The day I stopped wrestling with pg_dump is the day I think I got more serious as a systems engineer. pg_dump is an investigation tool — not a production backup tool.

A production backup has to deliver three things:

  1. Point-in-time recovery (PITR). Being able to say “it was deleted at 02:13 last night.”
  2. Integrity verification. Testing that the backup file actually works when you open it.
  3. Retention governed by policy. Hourly/daily/weekly/monthly rotation.

pg_dump covers none of the three.

pgBackRest setup

I prefer — and recommend — taking both a local and an S3 backup. Local backups are fast; S3 backups are fire-resistant.

Off-Site Copy

If the repository lives on a single disk, one VPS fire wipes out everything. pgBackRest can write to an S3 or S3-compatible (R2, MinIO) bucket:

Preference: protect the bucket with a policy that locks versions and forbids delete. Critical in a ransomware scenario.

To keep costs under control over the long term, set the bucket lifecycle:

30 Days → Glacier Instant Retrieval → 120 Days → Delete

/etc/pgbackrest.conf:

[global]

###################################
# Local Repository
###################################
repo1-path=/var/lib/pgbackrest
repo1-retention-full=4
repo1-retention-diff=14
repo1-cipher-pass=...
repo1-cipher-type=aes-256-cbc

###################################
# AWS S3 Repository
###################################
repo2-type=s3
repo2-path=/main
repo2-s3-bucket=...
repo2-s3-endpoint=s3.{region_name}.amazonaws.com
repo2-s3-region={region_name}
repo2-s3-key=...
repo2-s3-key-secret=...
repo2-cipher-type=aes-256-cbc
repo2-cipher-pass=...

###################################
compress-type=zst
compress-level=6
process-max=4
start-fast=y
log-level-console=info
log-level-file=detail
log-path=/var/log/pgbackrest

[main]
pg1-path=/var/lib/postgresql/16/main
pg1-port=5432

Tighten the permissions;

sudo chown postgres:postgres /etc/pgbackrest.conf
sudo chmod 640 /etc/pgbackrest.conf

Create the stanza:

sudo -u postgres pgbackrest --stanza=main stanza-create

On the postgresql.conf side, we route WAL archiving to pgBackRest:

archive_mode = on
archive_command = 'pgbackrest --stanza=main archive-push %p'
archive_timeout = 60
wal_level = replica

archive_timeout = 60 — the last 60 seconds of transactions can be lost; enough for most applications, not for financial transactions.

Backup plan

On the cron side:

0 2 * * 0  pgbackrest --stanza=main --type=full backup
0 2 * * 1-6  pgbackrest --stanza=main --type=diff backup
0 */6 * * *  pgbackrest --stanza=main --type=incr backup

Weekly full, daily diff, 6-hourly incremental. Storage consumption is surprisingly low — pgBackRest detects changed pages with its delta block technique.
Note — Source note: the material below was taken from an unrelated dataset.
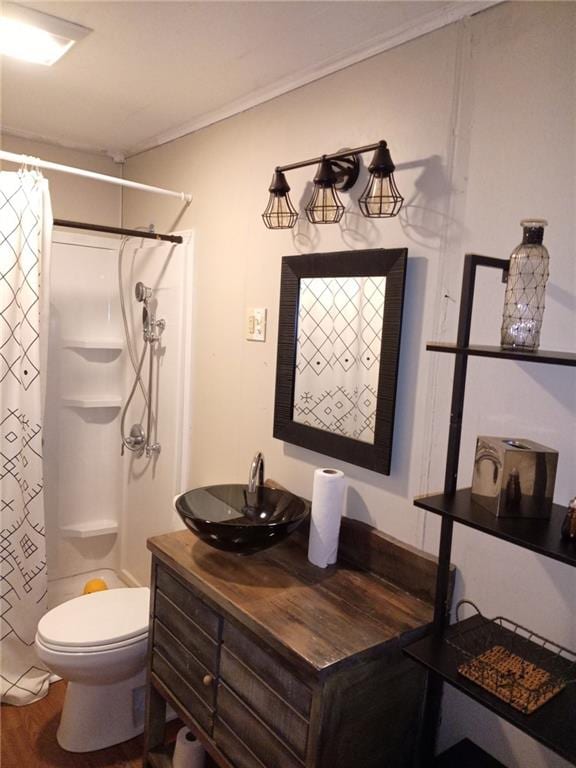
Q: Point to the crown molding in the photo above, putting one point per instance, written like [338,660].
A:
[118,156]
[431,21]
Integrity: if there’s a backup, can it be restored?

Taking the backup is not enough. A weekly restore drill:

pgbackrest --stanza=main --delta restore --pg1-path=/tmp/pg_restore_test

Then I start that instance on a temporary port and run a few sanity queries. Skip this step and the backup becomes false confidence.

PITR rehearsal

Rolling back to a specific point in time:

pgbackrest --stanza=main \
  --type=time \
  --target='2026-05-07 02:13:00+03' \
  restore

Running this command for the first time during a real incident is a disaster. Rehearse it beforehand — write the steps into the runbook.

Retention

Cleaning up unused backups in the repository with the expire command:

pgbackrest --stanza=main expire

With repo1-retention-full=4 the last 4 full backups are kept; older ones (and the diff/incr backups depending on them) are cleaned up automatically.

Conclusion

For copying a schema or moving a small table, pg_dump is still the right tool. But on any system that needs PITR, the backup software has to be pgBackRest (or barman, or your database provider’s native tool). The moment a backup is untested, saying “I have a backup” is a sophisticated way of lying.